La Sci Les Jardins de Toulouse indique solliciter la réformation partielle du jugement au titre des désordres relatifs à la dalle et au cheminement piétonnier ainsi que la pose d’un grillage de protection, aux montes personnes, au mur de soutènement, aux jardins de l’ilôt M, aux canalisations EU/EV, aux franchises et à la condamnation solidaire de la Sas LP Promotion en qualité de gérante de la Sci Les Jardins de Toulouse.

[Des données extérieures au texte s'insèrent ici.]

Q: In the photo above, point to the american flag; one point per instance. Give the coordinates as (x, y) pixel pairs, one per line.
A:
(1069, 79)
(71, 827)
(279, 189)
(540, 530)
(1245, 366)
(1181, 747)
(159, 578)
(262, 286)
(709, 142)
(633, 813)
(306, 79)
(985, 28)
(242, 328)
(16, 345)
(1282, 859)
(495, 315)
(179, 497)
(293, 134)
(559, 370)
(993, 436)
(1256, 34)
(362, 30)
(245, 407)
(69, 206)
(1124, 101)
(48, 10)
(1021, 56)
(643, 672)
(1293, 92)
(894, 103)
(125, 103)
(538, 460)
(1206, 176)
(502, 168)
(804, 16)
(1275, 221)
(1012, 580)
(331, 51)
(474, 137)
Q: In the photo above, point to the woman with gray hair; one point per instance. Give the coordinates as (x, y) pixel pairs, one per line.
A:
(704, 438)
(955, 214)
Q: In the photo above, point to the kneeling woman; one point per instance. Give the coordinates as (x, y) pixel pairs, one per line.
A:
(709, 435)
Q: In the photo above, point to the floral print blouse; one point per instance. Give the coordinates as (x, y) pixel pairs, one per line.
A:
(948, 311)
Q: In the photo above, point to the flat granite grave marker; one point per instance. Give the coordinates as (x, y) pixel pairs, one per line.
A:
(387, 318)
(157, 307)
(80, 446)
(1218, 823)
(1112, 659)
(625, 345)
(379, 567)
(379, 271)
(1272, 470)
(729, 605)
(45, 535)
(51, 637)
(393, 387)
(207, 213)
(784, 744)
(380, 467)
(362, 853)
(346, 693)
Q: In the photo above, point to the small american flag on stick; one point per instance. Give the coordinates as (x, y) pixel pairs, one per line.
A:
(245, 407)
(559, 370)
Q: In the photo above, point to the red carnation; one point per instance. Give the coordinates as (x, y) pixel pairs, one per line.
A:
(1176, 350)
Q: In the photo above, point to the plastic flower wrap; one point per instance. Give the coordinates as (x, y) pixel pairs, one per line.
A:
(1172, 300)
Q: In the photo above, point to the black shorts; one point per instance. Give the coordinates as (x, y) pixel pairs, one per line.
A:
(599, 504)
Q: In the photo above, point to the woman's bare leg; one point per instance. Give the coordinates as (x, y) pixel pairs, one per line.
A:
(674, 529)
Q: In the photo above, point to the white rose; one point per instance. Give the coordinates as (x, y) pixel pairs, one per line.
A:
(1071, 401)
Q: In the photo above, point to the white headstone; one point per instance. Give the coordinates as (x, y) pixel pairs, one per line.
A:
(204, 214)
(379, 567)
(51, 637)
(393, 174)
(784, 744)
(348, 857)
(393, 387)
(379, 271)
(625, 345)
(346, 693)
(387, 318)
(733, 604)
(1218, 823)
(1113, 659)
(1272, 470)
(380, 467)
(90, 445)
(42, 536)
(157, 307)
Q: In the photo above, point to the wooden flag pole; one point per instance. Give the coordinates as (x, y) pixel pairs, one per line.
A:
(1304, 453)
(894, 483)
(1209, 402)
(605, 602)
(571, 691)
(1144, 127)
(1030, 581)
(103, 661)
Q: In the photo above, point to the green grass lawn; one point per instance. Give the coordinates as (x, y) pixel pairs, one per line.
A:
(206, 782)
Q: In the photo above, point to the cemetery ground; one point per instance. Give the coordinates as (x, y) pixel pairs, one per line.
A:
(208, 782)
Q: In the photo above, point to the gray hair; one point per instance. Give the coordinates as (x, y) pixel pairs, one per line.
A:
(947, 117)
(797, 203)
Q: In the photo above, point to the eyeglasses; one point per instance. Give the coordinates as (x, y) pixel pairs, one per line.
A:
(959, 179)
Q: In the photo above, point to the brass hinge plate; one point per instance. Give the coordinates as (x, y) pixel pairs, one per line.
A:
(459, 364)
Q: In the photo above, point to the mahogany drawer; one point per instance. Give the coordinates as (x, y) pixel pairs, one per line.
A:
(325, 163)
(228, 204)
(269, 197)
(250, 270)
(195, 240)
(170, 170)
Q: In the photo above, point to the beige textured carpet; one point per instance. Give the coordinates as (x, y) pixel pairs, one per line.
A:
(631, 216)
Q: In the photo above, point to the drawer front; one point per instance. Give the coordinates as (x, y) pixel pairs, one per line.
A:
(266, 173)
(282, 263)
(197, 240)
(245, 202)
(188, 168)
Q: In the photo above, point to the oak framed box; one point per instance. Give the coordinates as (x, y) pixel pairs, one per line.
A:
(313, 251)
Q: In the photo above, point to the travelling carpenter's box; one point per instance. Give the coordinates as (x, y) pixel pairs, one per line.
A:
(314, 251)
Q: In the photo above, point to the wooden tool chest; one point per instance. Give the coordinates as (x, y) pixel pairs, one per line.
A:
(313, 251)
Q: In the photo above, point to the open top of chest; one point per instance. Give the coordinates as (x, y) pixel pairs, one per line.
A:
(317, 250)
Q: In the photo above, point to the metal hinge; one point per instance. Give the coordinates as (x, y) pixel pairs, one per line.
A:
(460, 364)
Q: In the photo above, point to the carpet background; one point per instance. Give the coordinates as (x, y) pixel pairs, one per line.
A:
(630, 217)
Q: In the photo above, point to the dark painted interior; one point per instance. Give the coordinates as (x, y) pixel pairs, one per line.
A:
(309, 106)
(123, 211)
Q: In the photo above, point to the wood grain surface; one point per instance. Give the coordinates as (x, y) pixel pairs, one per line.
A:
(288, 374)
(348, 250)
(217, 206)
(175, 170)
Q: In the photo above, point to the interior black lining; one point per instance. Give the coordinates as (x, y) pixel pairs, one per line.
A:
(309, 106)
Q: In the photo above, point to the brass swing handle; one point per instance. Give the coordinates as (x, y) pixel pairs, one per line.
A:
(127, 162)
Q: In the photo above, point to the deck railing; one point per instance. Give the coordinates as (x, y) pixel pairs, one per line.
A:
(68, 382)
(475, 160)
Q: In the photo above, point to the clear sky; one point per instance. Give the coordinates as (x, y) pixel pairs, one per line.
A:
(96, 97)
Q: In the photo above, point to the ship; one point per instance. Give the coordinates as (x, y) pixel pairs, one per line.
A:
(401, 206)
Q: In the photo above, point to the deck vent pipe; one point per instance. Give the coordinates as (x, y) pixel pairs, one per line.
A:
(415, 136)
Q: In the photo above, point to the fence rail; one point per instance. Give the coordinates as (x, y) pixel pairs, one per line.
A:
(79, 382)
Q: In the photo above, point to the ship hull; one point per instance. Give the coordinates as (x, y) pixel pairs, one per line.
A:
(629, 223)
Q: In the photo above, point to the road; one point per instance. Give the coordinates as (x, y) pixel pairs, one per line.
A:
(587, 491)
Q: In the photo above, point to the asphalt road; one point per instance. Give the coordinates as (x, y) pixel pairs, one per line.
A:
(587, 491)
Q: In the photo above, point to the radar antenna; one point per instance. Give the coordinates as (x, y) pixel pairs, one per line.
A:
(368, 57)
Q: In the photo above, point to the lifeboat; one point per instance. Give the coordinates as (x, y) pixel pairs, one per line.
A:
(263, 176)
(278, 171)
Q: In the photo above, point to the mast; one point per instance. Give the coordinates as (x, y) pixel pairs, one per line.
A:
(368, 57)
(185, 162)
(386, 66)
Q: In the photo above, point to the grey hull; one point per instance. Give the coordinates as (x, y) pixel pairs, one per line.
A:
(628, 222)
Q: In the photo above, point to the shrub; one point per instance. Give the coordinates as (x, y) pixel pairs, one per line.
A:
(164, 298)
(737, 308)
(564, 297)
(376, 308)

Elle soutient au titre du cheminement piétonnier, désordre de nature décennale, être en droit de solliciter la condamnation de l’ assureur décennal, la Sa Sma, de la Sarl 3DMC, de la Sas Colas, de la Sarl DMS et de leurs assureurs respectifs ainsi que de M. G F et M. T F à la relever et garantir de toute condamnation prononcée à ce titre contre elle ; elle souligne concernant les architectes qu’ils avaient une mission générale de conception de l’ouvrage, qu’au moment de l’établissement du dossier d’exécution qui leur incombait ils connaissaient parfaitement la pente du terrain et la hauteur du talus et devaient donc prévoir dès ce stade d’avancement du projet une prestation d’enrochement du talus pour assurer la solidité de ce dernier ; elle reproche à la Sarl 3DMC et à la Sas Colas, entreprise spécialisé de n’avoir pas détecté le défaut de consolidation alors d’une part, que la mission du maître d’oeuvre d’exécution lui faisait obligation de vérifier tous les éléments graphiques et pièces écrites remises par les architectes, d’informer systématiquement le maître d’ouvrage sur l’état d’avancement des travaux et sur les différences par rapport aux prévisions avec l’indication des évolutions notables et d’autre part, l’entrepreneur est tenu à une obligation de résultat ; elle fait grief également à la Sarl 3DMS, qui a réalisé les bétons désactivés du cheminement, d’avoir accepté les supports sans s’opposer à la réalisation des travaux en l’état alors qu’il aurait du déceler l’absence de consolidation du talus ; elle sollicite au titre de la pose d’un grillage de protection estimée nécessaire pour assurer la sécurité des personnes d’être relevée indemne de toute condamnation au titre de cette absence d’ouvrage, qui s’analyse en un défaut de conception, par M. G F et M. T F.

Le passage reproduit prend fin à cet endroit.